Rodrigo Ramírez Pérez, rorro@rinconguapo.com
Sin duda es la muerte… Nos aferramos tanto a la vida terrenal que nos pasamos gran parte del poco tiempo de vivir buscando la inmortalidad, hoy existen personas convencidas que por sus conductas tendrán vida eterna…
Lo que he aprendido en la vida es que el cuerpo que ocupa nuestra alma y espíritu se muere, porque le pertenece a la tierra. El alma vive un poco más hasta que encuentra descanso, mientras que el espíritu sí tiene vida eterna y es el único que conoce a Dios.
Sobre este planteamiento hipotético hay muchas corrientes escatológicas, teológicas, filosóficas, esotéricas, Etc. Y sobre ello, no me voy a detener, primero porque no soy autoridad, y segundo, se trata de la introducción al tema de esta opinión.
El año gemelo de la muerte, 2020, comenzó a pasarme la factura en abril, un amigo distante murió, luego otros amigos más cercanos, después familiares lejanos, posteriormente, uno de mis seres más queridos, mi papá. La vecina de mis últimos 45 años, casi que una tía, también nos dijo adiós para siempre, y la cadena de la muerte siguió con conocidos y amigos.
¡Qué año tan desgraciado!!! Los anteriores, terminaban para mí en octubre, porque noviembre y diciembre eran la cosecha de lo laborado de marzo a octubre; enero y febrero, pura planeación. El 2020, se me acabó en agosto.
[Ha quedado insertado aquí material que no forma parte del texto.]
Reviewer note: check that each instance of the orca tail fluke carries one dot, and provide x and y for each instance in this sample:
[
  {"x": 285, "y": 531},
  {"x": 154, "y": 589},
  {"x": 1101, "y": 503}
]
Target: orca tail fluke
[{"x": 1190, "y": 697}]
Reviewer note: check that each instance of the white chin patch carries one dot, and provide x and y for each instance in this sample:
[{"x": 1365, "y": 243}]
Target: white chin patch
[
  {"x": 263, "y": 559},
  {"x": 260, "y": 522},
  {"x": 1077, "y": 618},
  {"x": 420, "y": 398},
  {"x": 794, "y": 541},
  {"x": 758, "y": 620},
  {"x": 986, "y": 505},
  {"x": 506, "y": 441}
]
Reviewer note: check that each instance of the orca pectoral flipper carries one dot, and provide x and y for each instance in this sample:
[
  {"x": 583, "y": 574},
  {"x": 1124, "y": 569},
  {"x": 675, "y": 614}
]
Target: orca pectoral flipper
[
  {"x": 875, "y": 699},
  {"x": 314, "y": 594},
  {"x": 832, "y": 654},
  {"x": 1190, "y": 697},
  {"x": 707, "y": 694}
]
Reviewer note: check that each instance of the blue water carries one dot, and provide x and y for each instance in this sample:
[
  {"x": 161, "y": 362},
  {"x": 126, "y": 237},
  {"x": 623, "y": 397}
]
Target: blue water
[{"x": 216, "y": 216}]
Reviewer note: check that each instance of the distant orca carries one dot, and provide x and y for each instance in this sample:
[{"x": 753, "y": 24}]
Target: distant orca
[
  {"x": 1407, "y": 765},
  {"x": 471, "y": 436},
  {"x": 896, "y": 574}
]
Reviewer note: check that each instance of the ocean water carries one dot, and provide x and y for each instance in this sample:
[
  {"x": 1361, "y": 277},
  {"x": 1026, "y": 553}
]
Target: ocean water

En las madrugas cuando recorro las calles de mi barrio para los ejercicios de meditación me devuelvo a la niñez, el recuerdo y la nostalgia me regresa a esos días felices de la vida plena. Para entonces, pensar en la muerte era pavor puro. Es natural, la vida apenas comenzaba.
Con los años aprendí aceptar la muerte, a tenerla de compañera en ciertos momentos de desafíos. Y entendí que la muerte está lejos de ser el final de la vida, si no, que hace parte de ella.
Retomando los recorridos de la madrugada a pie por las calles de mi barrio, observo que el cambio urbanístico es protuberante, ya no son pocas casas y muchos lotes. Ahora, demasiados edificios, viviendas y nada de lotes.
¿Dónde quedaron las casas de tablas o de madera? El tiempo las extinguió. ¿Dónde están las calles polvorientas sin andenes con grietas de las escorrentías de los días de lluvias? Viven en la memoria, el pavimento las trasformó.
Todo cambió, los viejos vecinos, muchos habitan en el recuerdo y la nostalgia, otros pocos, somos dinosaurios ante los neófitos moradores y las nuevas generaciones de estas familias primarias del barrio.
Por lo menos, a mí me pasa, como sucedía con mis viejos, cuando algún antiguo amigo le presentaba sus descendientes: “¿Ahhh este es el pelaito necio y llorón??? ¡Cómo está de grande!!! Te advierto, si no me lo presentas, me encuentro por la calle, ni lo reconozco”. Señal de que ya estoy viejo… Gabo decía, “Cuando te digan que te parece a tu papá, ya te puedes considerar un veterano”.
Al final, todo esto es vida, eso no muere, se queda en nuestras generaciones. La cultura oral nos hace inmortal. El cambio y la transformación es parte de la vida. La muerte es solo el final de un capítulo del gran libro de la vida.
Todos tenemos nuestras maravillosas historias. Lo triste es que existió un año gemelo cargado de muerte para cerrar muchas páginas del inventario de la vida. Por eso, el único lado oscuro de la vida es la muerte.